Complete step-by-step answer :
First of all, let’s look at the given trigonometric equation.
$\sin \left( {2x} \right) = 4\cos \left( x \right)$ ,
Let’s use the suitable formulae, the suitable formula is
$\sin \left( {2x} \right) = 2\sin x\cos x$
Let’s apply the above formula in the given trigonometric equation, we get
$\sin \left( {2x} \right) = 2\sin x\cos x = 4\cos x$
$\Rightarrow 2\sin x\cos x = 4\cos x$ ,
Let’s divide the whole equation by 2, we get
$\Rightarrow \sin x\cos x = 2\cos x$ ,
Let’s take all the expressions into one side of the equation.
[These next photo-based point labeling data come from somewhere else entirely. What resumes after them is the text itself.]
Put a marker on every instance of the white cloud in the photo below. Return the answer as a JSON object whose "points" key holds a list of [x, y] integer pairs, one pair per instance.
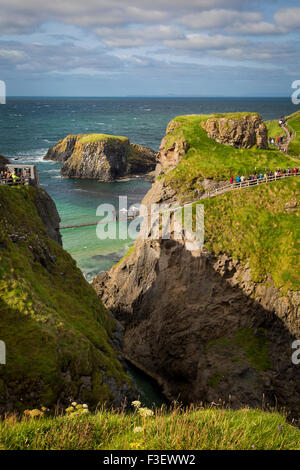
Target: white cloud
{"points": [[135, 37], [204, 41], [288, 18], [217, 18]]}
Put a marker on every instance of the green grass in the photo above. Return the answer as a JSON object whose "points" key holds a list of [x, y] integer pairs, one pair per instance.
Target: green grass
{"points": [[207, 158], [253, 226], [274, 130], [92, 138], [177, 429], [50, 318], [294, 125]]}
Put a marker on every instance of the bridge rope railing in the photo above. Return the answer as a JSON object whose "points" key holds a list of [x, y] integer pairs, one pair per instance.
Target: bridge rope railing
{"points": [[209, 194]]}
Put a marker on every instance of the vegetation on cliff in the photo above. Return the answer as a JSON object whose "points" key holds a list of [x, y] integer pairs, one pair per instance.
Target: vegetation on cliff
{"points": [[92, 138], [101, 156], [3, 161], [177, 429], [293, 125], [56, 331], [206, 158], [259, 226]]}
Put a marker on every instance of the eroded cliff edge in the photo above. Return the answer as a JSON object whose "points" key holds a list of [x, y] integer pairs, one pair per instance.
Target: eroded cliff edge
{"points": [[61, 343], [215, 323], [102, 157]]}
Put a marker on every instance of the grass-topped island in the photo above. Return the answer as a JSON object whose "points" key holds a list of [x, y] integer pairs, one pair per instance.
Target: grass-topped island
{"points": [[102, 157]]}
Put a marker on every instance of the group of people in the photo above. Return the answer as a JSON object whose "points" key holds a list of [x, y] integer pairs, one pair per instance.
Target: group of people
{"points": [[278, 141], [12, 178], [262, 176]]}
$\Rightarrow \sin x\cos x - 2\cos x = 0$ ,
Let's use the $\cos x$ term in both expressions.
$\Rightarrow \cos x\left( {\sin x - 2} \right) = 0$ ,
We know that, if $ab = 0 \Rightarrow a = 0$ or $b = 0$ , so by applying this algorithm to the above equation, we get
$\Rightarrow \cos x = 0$ or $\sin x - 2 = 0$ ,
On further simplifications, we get
$\Rightarrow \cos x = 0$ or $\sin x = 2$
But we know that the value of $\sin x$ lies between $- 1$ and $1$ .
Therefore there is no $x$ such that $\sin x = 2$
Now we left only with the equation, that is
$\cos x = 0$ ,
We have the values of x when $\cos x = 0$ is $x = 2n\pi \pm \dfrac{\pi }{2}$ .
So, The values of $x$ that satisfy the trigonometric equation $\sin \left( {2x} \right) = 4\cos \left( x \right)$ are the same as the equation $\cos x = 0$ , that is $x = 2n\pi \pm \dfrac{\pi }{2}$ .

Note : Observe the given trigonometric equation $\sin \left( {2x} \right) = 4\cos \left( x \right)$ everyone tries to cancel out the term $\cos x$ after some simplification. But we should not cancel them when it is equal to $0$ . Since we cancel the $\cos x$ term we will leave out only with the term $\sin x = 2$ which has no solutions. So, we must be careful while canceling the terms not only in the trigonometry, we should also check the term whether it can be equal to $0$ or not while we are going to cancel it.